The Second Circuit Court of Appeals in New York has been steadfast in not extending the old maritime law doctrine of "Unreasonable Deviation." Recently it ruled that even assuming arguendo that an ocean carrier played a part in the theft of two autos delivered to it for shipment that would not constitute an "unreasonable deviation" that would nullify bill of lading defenses, including the COGSA $500 package limitation.

The doctrine grew out of maritime insurance law long before COGSA was passed, and it has been narrowly applied by the Second Circuit to only a few specific scenarios:  First, a geographic deviation that increases the risk of damage to cargo. Second, unauthorized deck stowage that increases risk of loss or damage to cargo. Third, issuing an "On Board" bill of lading for cargo that is not actually loaded.

The Second Circuit has refused to extend the doctrine even where a carrier is alleged to have committed criminal acts, such as accepting bribes to deliver cargo to an unknown party.

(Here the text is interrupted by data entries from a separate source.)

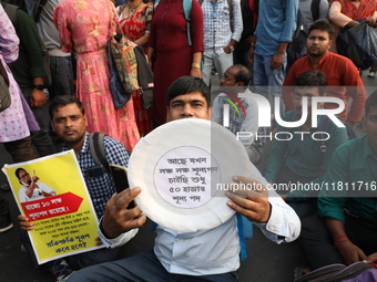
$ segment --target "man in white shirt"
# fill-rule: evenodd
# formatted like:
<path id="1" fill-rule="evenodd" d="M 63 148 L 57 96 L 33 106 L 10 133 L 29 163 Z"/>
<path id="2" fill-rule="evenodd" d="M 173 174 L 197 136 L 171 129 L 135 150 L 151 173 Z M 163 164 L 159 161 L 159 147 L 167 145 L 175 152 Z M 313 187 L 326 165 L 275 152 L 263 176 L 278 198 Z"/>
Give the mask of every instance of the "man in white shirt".
<path id="1" fill-rule="evenodd" d="M 183 76 L 169 88 L 166 121 L 180 118 L 211 119 L 210 90 L 202 80 Z M 252 167 L 254 179 L 236 176 L 233 180 L 246 185 L 261 181 L 266 186 L 266 180 Z M 144 223 L 145 216 L 139 207 L 126 209 L 141 189 L 126 189 L 108 201 L 99 228 L 101 240 L 108 248 L 125 243 L 132 238 L 130 230 Z M 228 191 L 226 196 L 230 198 L 227 206 L 255 222 L 269 240 L 291 242 L 298 237 L 298 217 L 274 191 L 238 190 Z M 68 281 L 237 281 L 240 241 L 236 216 L 210 230 L 179 232 L 157 226 L 153 250 L 80 270 Z"/>

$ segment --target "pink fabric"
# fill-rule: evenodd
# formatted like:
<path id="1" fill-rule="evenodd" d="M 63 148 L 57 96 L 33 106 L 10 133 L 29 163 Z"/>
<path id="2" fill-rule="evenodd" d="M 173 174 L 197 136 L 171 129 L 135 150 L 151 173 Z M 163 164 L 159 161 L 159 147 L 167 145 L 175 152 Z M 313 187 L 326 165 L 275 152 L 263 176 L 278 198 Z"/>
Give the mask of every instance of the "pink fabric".
<path id="1" fill-rule="evenodd" d="M 140 139 L 132 98 L 115 109 L 109 88 L 105 54 L 118 15 L 108 0 L 64 0 L 55 9 L 54 23 L 64 52 L 78 53 L 77 96 L 82 101 L 89 132 L 102 132 L 132 150 Z"/>
<path id="2" fill-rule="evenodd" d="M 23 113 L 20 88 L 7 63 L 14 62 L 19 54 L 19 38 L 2 6 L 0 6 L 0 60 L 9 77 L 11 105 L 0 113 L 0 142 L 13 142 L 30 135 Z"/>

Fair Opportunity to Declare Higher Value

In the same case, the Appeals Court ruled that where a bill of lading clearly states that in order to avoid the $500 limitation, a shipper may declare a higher value and pay a higher freight, the bill of lading form does not have to provide a special space in which to declare the higher value - although providing such a space would be better. This is especially true in a case like this where the shipper made frequent shipments with the same carrier and, in fact, had declared higher value for some previous shipments. His claim that he had not been given "a fair opportunity" to declare higher value was rejected. OOO "Garant-S" v. Empire United Lines Co., Inc. (2nd Cir. Feb. 8, 2014).